In the process of overlay analysis, there is a process of node capture, and node tolerance sets the tolerance level of node capture. When the distance between two points in the data is less than the node tolerance, it will be considered as the same node, and thus the operation of merging nodes will be carried out; And points with a distance greater than the node tolerance remain unchanged. Therefore, the higher the accuracy of data production, the smaller the node tolerance that needs to be set. However, when the node tolerance is smaller, the longer the time required for analysis, and the node tolerance value should be set as needed. The distributed overlay analysis tool provides default tolerance settings, which can ensure lossless and efficient calculation of data in most cases. For data in different coordinate systems, the default tolerance varies: -When the data set coordinate system is a geographic coordinate system, use 1.0e-7 as the default node tolerance -When the dataset coordinate system is empty or projected, use 1.0e-2 as the default node tolerance

Parameter Description

Parameter Name	Default Value	Parameter Definition	Parameter Type
Source Data		Superimposed Source Data	FeatureRDD
Overlay Dataset		Overlay Dataset, only supports surface datasets	FeatureRDD
Set of field names to be saved in the superimposed source data (Optional)		Set of field names to be saved in the superimposed source data	String
Set of field names saved in the overlay dataset (Optional)		Set of field names saved in the overlay dataset. The Clip, Erase, and Update modes do not require setting this parameter	String
Overlay Analysis Operation Type		Overlay Analysis Operation Type: Cropping, source data supports point, line, and plane. Intersection, source data supports points, lines, and surfaces. Erase, source data supports point, line, and surface. Consistent, source data supports point, line, and surface. Update, source data support surface. XOR difference, source data support surface. Merge, source data support surface	JavaSpatialOperatorType
Node tolerance (Optional)	0.0	Node tolerance.

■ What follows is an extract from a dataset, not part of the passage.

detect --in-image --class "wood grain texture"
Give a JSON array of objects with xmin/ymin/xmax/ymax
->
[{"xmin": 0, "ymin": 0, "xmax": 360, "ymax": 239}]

The default value is 0.0. When the tolerance is less than 1.0e-10, if the coordinate system of the dataset is a geographic coordinate system, the node tolerance of 1.0e-7 will be used; when the coordinate system is empty or the projection coordinate system, the node tolerance of 1.0e-2 will be used	Double
Do you want to perform topology preprocessing? (Optional)	true	Do you want to perform topology preprocessing? It is only valid for source data that is face data, and the default value is true	Boolean
Whether to return a single geometric object (Optional)	true	Crop lines and surfaces. When intersecting and consistent, if the lines are within multiple faces (with overlapping faces) or at boundaries, return one or multiple line objects. If set to true, return one line object; if set to false, return multiple independent line objects	Boolean

Result

parameter name	parameter definition	parameter type
Overlay Analyst Result Data Set	The analyst results of the BDT Analyst tools are stored in memory and need to be written to a database or local storage by "Save As" tool.	FeatureRDD

Notes

The BDT Overlay Analyst provides two tools, "Overlay Analyst" and "DSF Overlay Analyst". The difference between them lies in the input datasources.
- "Overlay Analyst" can connect to various vector datasources through "Read As FeatureRDD" tool, such as GDB, ShapeFile, PostGIS, Oracle, and others.
- "DSF Overlay Analyst" can only connect to DSF via "Read DSF" tool. DSF is a vector data storage format optimized for distributed computing, which significantly improves computational performance for large data. It is highly recommended for overlay analyses involving millions of records or more.
When using Overlay Analyst, please note that all uppercase fields in the input data will be automatically converted to lowercase. Therefore, the output results will be in lowercase. If you encounter issues related to case sensitivity, this might be the reason.